櫻の王子と雪の騎士 Ⅲ
すると、困っているルミアの元に助け舟が。
「隊長!もう酒はだめです!!」
アイゼンのジョッキを取り上げながらそう言うのはオーリング。
特殊部隊の副隊長で、王族分家プロテネス家の現当主。
明るく親しみやすいおおらかな性格だが、自身の持つ魔力の影響で、感情の起伏に応じ天候が変化する。

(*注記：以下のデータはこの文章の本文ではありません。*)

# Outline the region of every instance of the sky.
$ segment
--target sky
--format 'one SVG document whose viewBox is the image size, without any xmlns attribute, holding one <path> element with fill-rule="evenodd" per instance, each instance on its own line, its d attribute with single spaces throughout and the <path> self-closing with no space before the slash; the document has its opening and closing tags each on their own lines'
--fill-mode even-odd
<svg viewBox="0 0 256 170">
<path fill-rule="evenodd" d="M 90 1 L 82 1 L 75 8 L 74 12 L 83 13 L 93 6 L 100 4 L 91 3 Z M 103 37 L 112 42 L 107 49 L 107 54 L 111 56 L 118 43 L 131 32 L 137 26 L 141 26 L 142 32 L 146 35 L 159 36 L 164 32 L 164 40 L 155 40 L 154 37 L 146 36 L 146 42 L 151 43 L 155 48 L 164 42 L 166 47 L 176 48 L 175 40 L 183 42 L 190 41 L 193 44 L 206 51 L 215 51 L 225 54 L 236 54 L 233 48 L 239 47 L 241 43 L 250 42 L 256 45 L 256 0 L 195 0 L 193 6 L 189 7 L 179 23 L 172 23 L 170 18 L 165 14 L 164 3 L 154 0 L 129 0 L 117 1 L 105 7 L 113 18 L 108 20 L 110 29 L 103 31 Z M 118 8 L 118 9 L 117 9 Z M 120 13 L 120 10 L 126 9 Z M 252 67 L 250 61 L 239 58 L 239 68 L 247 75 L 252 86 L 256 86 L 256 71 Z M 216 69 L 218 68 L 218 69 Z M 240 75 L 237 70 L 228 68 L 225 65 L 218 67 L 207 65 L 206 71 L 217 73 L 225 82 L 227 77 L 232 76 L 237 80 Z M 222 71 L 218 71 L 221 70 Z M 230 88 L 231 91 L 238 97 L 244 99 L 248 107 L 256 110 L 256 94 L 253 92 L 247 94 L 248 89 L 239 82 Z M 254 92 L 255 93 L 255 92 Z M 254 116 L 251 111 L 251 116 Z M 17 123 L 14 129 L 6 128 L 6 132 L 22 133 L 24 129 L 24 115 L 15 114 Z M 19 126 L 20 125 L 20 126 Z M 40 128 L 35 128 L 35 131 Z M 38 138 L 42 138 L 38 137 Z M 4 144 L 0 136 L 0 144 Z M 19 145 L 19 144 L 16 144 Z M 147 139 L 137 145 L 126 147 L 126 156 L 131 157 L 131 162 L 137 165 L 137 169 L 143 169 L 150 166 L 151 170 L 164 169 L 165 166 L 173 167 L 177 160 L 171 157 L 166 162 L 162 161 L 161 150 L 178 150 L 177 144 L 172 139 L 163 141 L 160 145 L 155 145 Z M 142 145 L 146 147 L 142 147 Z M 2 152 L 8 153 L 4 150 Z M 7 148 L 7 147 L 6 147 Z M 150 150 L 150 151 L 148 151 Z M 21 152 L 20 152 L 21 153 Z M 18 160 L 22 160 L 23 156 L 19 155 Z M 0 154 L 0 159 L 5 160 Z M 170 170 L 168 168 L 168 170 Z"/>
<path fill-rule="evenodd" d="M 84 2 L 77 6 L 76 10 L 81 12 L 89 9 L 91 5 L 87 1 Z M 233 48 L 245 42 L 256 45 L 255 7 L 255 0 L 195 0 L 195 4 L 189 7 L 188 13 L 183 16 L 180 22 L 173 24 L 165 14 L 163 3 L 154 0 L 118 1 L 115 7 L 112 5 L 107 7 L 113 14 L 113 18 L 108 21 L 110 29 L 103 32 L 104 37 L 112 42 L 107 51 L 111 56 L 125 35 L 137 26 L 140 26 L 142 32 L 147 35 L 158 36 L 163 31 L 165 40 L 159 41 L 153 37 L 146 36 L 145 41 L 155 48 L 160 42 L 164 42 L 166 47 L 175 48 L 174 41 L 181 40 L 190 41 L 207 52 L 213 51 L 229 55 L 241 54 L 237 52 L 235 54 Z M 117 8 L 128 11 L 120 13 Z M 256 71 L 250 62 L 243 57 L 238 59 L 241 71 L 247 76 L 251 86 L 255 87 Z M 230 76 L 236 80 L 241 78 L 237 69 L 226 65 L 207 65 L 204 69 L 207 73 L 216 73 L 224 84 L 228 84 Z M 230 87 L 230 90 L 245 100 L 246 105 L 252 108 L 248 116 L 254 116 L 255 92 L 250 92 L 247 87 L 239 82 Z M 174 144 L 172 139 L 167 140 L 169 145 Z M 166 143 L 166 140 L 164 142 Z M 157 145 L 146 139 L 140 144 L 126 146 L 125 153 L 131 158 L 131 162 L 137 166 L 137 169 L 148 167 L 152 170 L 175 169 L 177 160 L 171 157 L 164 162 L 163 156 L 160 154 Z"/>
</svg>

ひどい時には地震や洪水などの大災害まで起きてしまうほど、彼の魔力は自然界に影響を与えてしまうのだ。
逆に言えばそれだけ力の強い魔法使いだとも言える。
「オーリィ!酒返せ!!」
「だめです!!ったく、やっと禁酒禁煙できたと思ったのに、なんてざまですか!!」
「ちょっとくらいいだろっ」
「ちょっとぉ!!?アンタそう言って今までどれだけ飲んだと思ってるんです!!?あんたのせいで酒蔵はもう空ですよ!!」
オーリングがアイゼンの相手をしてるのをいいことに、ルミアは隙を見てそそくさと逃げ出す
そして、そのまま大広間を抜け、外に面したバルコニーへと足を向けた。
夜の涼やかな風が吹き抜ける王宮の広いバルコニー。
そこにまで、ガミガミとオーリングの怒鳴り声が聞こえる。
それに苦笑いを浮かべながらも「ふう」とようやく一息ついたルミアは、ふと、そこに自分以外の人間がいることに気付いた。
柔らかい風に長く真っ黒な髪が流れる。
ジンノだった。
バルコニーの隅で、手摺にもたれ掛かり、静かに夜空を見ながら酒を煽る。
その横顔は彫刻の様に美しく、りりしい。
彼は特殊部隊、副隊長。
『魔王』と呼ばれる史上最強・最悪の騎士だ。
そして、ルミアの兄でもある。
声をかけようかとためらうルミアに、ジンノが気づいた。
「あ...」
「ん?...ああ、ルミアか...お前も逃げてきたのか?」
そう言ってジンノはふわりと笑った。
とても愛おしそうに、慈しむ様に。
朔夜の戦いの前。
ジンノはルミアにある二つのことを明かした。
一つは、二人に血の繋がりがない事。
二つ目は、密かに抱いていた彼女への恋心を
物心ついた頃から共に生きて来た、
兄妹であることを疑わなかった
互いに依存し、助け合い、唯一無二の存在として信じていたはずだったのに
今でも、ルミアはあの時の事を思い出す。
あの時の、苦しげなジンノの表情を。